Port 25 is the original SMTP port used for server-to-server mail transfer (MTA to MTA delivery). Most consumer ISPs block outbound port 25 connections to prevent spam from compromised home computers. Port 587 is the modern submission port, intended for email clients and applications to submit messages to a mail server using STARTTLS encryption and authenticated credentials -- this is what you should use in application SMTP configuration. Port 465 is the legacy SMTPS port using implicit SSL/TLS from the start of the connection.
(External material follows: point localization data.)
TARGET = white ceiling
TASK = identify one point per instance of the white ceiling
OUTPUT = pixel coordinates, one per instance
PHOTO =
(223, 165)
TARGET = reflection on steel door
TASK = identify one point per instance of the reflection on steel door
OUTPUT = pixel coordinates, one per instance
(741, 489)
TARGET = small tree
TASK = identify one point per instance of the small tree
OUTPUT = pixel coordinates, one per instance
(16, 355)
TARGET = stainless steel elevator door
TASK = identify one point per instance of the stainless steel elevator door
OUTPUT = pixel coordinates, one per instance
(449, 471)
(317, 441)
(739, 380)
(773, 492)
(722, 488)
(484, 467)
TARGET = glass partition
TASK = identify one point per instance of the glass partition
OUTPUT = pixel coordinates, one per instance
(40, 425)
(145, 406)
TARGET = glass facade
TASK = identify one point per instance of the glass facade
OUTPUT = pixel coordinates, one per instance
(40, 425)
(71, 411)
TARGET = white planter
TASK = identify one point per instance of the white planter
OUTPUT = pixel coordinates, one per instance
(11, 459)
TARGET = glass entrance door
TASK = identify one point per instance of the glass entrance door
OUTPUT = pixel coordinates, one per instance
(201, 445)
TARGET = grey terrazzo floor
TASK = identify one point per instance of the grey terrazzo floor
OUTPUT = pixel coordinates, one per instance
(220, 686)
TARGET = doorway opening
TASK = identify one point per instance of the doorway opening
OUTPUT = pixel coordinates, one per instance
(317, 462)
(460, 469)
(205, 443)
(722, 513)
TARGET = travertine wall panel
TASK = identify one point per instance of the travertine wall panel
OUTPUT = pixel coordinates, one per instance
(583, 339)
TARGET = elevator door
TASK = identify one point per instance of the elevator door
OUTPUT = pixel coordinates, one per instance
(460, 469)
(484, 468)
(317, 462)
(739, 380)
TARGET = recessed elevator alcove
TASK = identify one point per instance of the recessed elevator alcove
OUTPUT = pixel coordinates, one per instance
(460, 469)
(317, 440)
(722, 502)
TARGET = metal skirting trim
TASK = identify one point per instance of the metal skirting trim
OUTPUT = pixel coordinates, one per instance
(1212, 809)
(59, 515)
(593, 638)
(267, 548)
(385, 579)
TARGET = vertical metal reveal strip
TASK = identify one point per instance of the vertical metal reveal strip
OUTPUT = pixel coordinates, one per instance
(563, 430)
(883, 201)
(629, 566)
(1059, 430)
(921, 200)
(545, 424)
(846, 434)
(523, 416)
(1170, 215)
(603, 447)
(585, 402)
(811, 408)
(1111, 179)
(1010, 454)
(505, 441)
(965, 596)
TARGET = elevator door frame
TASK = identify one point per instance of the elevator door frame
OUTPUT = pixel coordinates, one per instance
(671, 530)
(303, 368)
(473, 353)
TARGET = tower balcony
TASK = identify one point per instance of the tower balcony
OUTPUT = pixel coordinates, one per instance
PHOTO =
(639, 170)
The current standard is port 587 with STARTTLS. This tool probes both port 25 and port 587 on the primary MX host to assess reachability.
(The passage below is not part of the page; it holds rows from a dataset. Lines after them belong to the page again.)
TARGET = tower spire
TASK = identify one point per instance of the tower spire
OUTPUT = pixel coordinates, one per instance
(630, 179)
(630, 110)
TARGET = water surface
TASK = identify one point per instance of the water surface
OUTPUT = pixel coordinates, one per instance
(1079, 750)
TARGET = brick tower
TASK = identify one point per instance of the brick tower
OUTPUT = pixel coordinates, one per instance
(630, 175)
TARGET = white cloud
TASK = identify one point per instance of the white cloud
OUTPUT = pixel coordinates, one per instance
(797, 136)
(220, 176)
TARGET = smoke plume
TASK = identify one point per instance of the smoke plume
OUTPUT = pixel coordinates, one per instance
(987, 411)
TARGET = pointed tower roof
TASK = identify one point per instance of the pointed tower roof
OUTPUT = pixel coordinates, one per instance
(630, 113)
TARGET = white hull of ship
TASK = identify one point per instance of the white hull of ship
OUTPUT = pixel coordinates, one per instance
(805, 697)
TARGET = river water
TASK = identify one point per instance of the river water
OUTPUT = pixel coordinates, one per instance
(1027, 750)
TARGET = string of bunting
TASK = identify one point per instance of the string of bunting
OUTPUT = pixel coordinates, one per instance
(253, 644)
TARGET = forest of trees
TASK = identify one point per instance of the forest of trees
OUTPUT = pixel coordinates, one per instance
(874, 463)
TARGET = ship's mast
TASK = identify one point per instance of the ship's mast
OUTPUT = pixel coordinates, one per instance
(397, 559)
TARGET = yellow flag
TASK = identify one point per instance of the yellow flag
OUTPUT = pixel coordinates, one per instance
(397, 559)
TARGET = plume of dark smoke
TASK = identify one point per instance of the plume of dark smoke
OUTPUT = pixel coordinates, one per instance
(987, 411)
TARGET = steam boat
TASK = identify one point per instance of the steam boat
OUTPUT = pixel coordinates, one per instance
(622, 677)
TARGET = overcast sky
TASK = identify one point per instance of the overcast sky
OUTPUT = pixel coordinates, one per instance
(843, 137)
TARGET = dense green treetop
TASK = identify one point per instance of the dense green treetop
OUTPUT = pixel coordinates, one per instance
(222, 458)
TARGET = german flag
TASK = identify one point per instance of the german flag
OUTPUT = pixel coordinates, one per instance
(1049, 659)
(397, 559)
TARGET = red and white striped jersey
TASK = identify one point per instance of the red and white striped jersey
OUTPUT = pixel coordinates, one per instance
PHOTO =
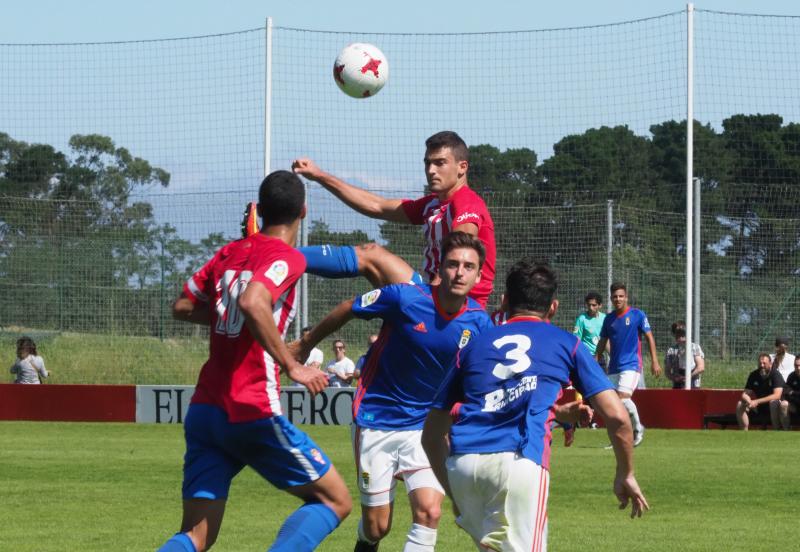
(240, 376)
(439, 219)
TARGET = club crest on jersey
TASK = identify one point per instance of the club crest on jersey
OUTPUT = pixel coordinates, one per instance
(368, 298)
(317, 455)
(277, 272)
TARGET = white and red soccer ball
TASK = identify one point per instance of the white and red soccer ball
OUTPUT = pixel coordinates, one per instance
(360, 70)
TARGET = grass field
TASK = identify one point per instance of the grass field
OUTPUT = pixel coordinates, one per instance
(100, 487)
(108, 359)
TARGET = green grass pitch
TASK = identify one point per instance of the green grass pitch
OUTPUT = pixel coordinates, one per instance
(102, 487)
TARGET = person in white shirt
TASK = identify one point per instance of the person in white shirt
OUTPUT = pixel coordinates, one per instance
(316, 357)
(341, 369)
(782, 360)
(29, 367)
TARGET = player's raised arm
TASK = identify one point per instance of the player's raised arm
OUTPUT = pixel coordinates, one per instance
(256, 305)
(655, 367)
(617, 420)
(366, 203)
(186, 310)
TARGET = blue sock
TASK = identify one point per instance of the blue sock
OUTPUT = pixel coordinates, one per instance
(179, 542)
(331, 261)
(305, 528)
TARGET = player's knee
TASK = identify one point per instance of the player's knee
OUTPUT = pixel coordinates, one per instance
(428, 514)
(376, 526)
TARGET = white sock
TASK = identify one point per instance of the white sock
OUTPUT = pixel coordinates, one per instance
(420, 539)
(633, 412)
(361, 535)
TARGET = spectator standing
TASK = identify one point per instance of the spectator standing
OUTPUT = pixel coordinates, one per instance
(782, 360)
(761, 394)
(341, 369)
(315, 357)
(29, 367)
(790, 399)
(675, 359)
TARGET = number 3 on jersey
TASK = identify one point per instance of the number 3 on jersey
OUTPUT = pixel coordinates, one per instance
(518, 354)
(229, 318)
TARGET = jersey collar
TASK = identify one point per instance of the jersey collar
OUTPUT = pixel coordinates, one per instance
(444, 314)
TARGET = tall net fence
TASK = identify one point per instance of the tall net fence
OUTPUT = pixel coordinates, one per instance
(123, 167)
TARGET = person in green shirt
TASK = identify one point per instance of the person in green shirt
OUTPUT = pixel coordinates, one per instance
(588, 324)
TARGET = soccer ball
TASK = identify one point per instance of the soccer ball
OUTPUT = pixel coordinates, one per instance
(360, 70)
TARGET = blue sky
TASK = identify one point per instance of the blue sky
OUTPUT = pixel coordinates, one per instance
(47, 21)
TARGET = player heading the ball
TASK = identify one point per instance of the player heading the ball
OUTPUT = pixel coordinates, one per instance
(450, 206)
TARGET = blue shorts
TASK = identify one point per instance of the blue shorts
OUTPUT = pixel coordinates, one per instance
(217, 450)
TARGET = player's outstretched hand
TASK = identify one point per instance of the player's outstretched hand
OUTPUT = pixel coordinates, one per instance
(297, 350)
(627, 490)
(306, 167)
(575, 412)
(314, 380)
(656, 369)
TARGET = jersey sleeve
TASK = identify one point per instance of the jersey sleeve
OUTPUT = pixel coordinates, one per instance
(198, 287)
(468, 209)
(604, 330)
(378, 303)
(644, 324)
(586, 374)
(451, 389)
(279, 273)
(415, 208)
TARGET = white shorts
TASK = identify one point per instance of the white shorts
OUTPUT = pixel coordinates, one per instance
(626, 381)
(501, 499)
(382, 457)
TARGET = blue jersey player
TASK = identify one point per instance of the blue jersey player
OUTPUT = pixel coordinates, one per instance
(423, 328)
(498, 403)
(624, 329)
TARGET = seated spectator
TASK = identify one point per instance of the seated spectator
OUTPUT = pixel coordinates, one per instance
(341, 369)
(316, 357)
(363, 358)
(790, 400)
(29, 367)
(675, 359)
(782, 360)
(764, 386)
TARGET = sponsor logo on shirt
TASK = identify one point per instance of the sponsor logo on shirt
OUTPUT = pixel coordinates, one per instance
(277, 272)
(500, 398)
(464, 217)
(368, 298)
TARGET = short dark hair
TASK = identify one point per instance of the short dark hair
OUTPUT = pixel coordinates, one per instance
(530, 286)
(28, 344)
(618, 285)
(458, 240)
(449, 139)
(593, 296)
(281, 198)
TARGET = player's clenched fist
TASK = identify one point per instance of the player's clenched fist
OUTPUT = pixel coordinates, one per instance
(314, 380)
(306, 167)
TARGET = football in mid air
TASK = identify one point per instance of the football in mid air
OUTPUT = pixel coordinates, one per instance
(360, 70)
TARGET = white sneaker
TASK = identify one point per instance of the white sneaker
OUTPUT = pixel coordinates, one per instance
(638, 436)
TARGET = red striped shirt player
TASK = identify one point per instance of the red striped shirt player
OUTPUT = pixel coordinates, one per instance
(450, 206)
(246, 294)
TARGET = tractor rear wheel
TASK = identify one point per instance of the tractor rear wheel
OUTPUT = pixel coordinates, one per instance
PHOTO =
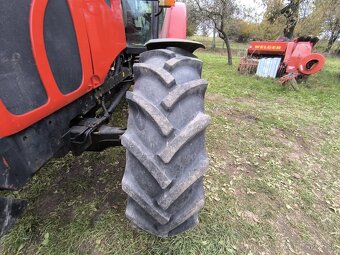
(165, 143)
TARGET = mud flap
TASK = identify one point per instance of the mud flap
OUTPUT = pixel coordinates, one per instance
(10, 211)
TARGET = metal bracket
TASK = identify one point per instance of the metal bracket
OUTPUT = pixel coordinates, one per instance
(10, 211)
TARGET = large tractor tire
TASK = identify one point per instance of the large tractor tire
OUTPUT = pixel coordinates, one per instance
(165, 142)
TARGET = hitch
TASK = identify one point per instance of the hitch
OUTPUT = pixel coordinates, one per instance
(88, 137)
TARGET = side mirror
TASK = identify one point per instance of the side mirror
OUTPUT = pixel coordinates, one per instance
(166, 3)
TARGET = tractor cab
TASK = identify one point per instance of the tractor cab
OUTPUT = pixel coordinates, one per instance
(143, 20)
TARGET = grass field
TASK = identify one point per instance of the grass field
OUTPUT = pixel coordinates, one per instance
(273, 185)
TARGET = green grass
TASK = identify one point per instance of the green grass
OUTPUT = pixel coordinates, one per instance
(273, 185)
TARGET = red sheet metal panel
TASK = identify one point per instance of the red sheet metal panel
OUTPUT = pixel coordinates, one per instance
(175, 22)
(101, 37)
(270, 47)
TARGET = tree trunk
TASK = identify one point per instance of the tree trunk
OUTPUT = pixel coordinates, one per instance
(229, 53)
(332, 40)
(291, 12)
How is the SMTP deliverability score calculated?
The deliverability score is calculated from the five checks, each contributing a weighted point value: MX records present (20 points), SPF record present and strict (20 points for -all or ~all, 8 points for +all or ?all), DMARC record with enforcement (25 points for p=reject, 22 for p=quarantine, 10 for p=none), SMTP port reachability (20 points for port 25 or 587 responding), and not a disposable domain (10 points). The maximum score is 95 points. The four-tier verdict is: Likely Inbox (80-95%), Probably Inbox (65-79%), At Risk (40-64%), and Likely Spam (below 40%). This scoring mirrors the checks performed by major email service providers when deciding whether to inbox or filter incoming messages.
Why would my email go to spam even if all checks pass?
DNS authentication checks (MX, SPF, DMARC) are necessary but not sufficient for inbox placement. Additional factors that influence spam classification include IP reputation (whether your sending IP is on any RBL blacklists), domain reputation (how long your domain has been sending and its historical complaint rate), content analysis (spam trigger words, excessive links, HTML to text ratio, missing unsubscribe links), sending volume and velocity (sudden high volume from a new IP triggers spam filters), engagement metrics (in Gmail and Outlook, historical open and click rates affect future placement), and email infrastructure details (reverse DNS PTR records, DKIM key strength, BIMI records). A clean DNS setup is the foundation; building sender reputation through consistent low-volume sending is the next step.
What is email warm-up and why is it needed before bulk sending?
Email warm-up is the process of gradually increasing sending volume from a new IP address or domain over several weeks to build a positive sender reputation with major inbox providers (Gmail, Outlook, Yahoo). When a new IP sends thousands of emails immediately, spam filters treat this as suspicious behaviour and filter the messages aggressively. The recommended warm-up schedule starts at 50-100 emails per day in week one, doubling every week while maintaining high engagement rates (open rates above 20%, complaint rates below 0.1%). Only send to your most engaged recipients during warm-up. Running this SMTP tester before starting warm-up ensures your DNS authentication is correctly configured.
How do I fix a failing SMTP delivery test?
Each failed check in this tool shows a specific fix instruction. For a missing MX record: add an MX record in your DNS control panel pointing to your mail server hostname with priority 10. For a missing SPF record: add a TXT record at your domain root with value v=spf1 include:yourmailprovider.com -all, replacing the include with your actual mail provider's SPF include string. For a missing DMARC record: add a TXT record at _dmarc.yourdomain.com with value v=DMARC1; p=none; rua=mailto:dmarc@yourdomain.com and upgrade to p=reject after reviewing reports. DNS changes typically propagate within minutes for TTL-aware resolvers but can take up to 48 hours globally. Re-run this tester after making changes to verify each fix.